An ETF is like a mutual fund that trades on an exchange. In its simplest form, an ETF is an investment fund that holds a basket of stocks or bonds and trades like a stock on a stock exchange, replicating an underlying index such as the S&P BSE Sensex. The first ETFs provided a way to buy and sell an investment fund that tracked an index.


The government of India is reducing its holding in 10 public sector undertakings (PSUs) by creating an ETF comprising the stocks of the companies. The ETF route could provide a cost effective way for the retail investors to own a part of the PSUs without having to own the company's stock and monitor the same like a professional investor.


The biggest advantage of ETFs is that they are also transparent, publishing their holdings daily, which means investors know what their positions are and because they trade on an exchange, investors can easily re-adjust their portfolios.


Furthermore, ETFs allow exposure to a variety of different asset classes, geographies, sectors and strategies in a more liquid and efficient manner.
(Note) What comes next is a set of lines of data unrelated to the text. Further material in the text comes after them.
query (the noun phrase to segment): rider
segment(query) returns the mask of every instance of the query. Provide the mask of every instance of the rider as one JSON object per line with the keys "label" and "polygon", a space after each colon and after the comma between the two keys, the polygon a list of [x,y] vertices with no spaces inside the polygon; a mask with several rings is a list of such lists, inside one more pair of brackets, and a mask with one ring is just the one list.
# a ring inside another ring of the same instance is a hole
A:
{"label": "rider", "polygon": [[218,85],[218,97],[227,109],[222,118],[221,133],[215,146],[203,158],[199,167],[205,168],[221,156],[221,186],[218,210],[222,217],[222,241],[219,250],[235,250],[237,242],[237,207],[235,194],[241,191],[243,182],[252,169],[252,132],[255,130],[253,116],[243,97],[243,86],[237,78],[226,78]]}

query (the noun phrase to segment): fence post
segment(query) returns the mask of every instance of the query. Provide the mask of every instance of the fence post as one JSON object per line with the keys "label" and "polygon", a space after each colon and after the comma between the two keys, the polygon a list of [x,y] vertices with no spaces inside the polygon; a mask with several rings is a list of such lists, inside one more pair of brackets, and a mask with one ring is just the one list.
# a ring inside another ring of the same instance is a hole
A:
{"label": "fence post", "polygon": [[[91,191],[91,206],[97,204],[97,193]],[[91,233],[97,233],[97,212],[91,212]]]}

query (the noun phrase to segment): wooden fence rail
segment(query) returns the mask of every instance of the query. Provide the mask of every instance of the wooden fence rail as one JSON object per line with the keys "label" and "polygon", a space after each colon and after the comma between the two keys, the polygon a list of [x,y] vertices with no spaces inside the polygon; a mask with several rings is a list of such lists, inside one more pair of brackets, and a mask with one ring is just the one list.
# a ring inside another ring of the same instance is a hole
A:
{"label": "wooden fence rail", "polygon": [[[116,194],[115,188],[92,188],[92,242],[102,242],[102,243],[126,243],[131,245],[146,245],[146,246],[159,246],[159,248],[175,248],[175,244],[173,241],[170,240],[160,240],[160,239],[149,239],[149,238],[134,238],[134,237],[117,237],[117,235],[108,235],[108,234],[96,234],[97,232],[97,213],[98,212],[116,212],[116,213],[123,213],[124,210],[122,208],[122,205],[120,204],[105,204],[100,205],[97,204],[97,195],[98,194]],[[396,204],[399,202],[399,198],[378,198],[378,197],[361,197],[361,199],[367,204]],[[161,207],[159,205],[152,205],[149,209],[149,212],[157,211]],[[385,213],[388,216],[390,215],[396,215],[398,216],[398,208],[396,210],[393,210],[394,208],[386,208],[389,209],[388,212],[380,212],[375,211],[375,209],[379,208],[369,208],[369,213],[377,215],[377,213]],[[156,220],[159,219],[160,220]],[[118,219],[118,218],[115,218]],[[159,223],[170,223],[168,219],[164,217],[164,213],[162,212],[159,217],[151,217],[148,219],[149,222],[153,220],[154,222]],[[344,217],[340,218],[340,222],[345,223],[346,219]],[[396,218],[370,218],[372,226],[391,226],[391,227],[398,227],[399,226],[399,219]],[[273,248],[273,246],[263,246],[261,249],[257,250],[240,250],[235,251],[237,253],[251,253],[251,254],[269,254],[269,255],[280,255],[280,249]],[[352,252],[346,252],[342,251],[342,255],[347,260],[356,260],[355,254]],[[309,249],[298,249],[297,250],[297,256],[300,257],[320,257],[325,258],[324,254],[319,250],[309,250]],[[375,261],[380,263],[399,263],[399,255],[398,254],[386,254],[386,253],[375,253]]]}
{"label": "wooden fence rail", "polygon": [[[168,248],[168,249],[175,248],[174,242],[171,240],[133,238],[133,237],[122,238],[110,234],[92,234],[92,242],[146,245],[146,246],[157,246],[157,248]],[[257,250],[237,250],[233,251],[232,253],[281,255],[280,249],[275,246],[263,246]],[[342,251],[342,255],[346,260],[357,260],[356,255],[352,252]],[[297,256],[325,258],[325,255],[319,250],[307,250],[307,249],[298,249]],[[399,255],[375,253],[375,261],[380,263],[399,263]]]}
They also provide exposure to asset classes that are normally difficult to access, example commodities and private equity. ETFs act as a compliment to broader asset allocation strategies providing efficient tools for diversification.


From an Indian ETF perspective, we are entering the 13th year since the first ETF and there are now 39 ETFs, with 39 listings, assets of $2 billion from 15 providers on two exchanges. There is a growing desire to enhance the education and utilization of ETFs both within India for domestic investors and for international investors looking for Indian exposure. Historically, gold products have dominated the domestic ETF market, but the recent initiatives such as the PSU ETF, which is designed to provide investor access to state-owned companies, to the abolition of commissions to the insurance regulator (IRDA) recently allowing investment in ETFs, are all positive moves that potentially will provide the catalyst for increased uptake of equity ETFs.


The global ETF market has been a “20 year” overnight success, and so patience is the key. But coupled with these recent initiatives, there is hope for the Indian ETF market to grow.
This year sees the 21st anniversary of the launch of what is commonly accepted as the first ETF, SPY tracking the S&P 500 index, which is also the largest with assets under management at the end of 2012 of almost $175 billion.


The past 21 years have seen the ETF market grow in terms of assets, number of products, types of exposures and geographical presence. Since that time, ETFs have evolved into more sophisticated investments such as leveraged and inverse versions of the underlying index.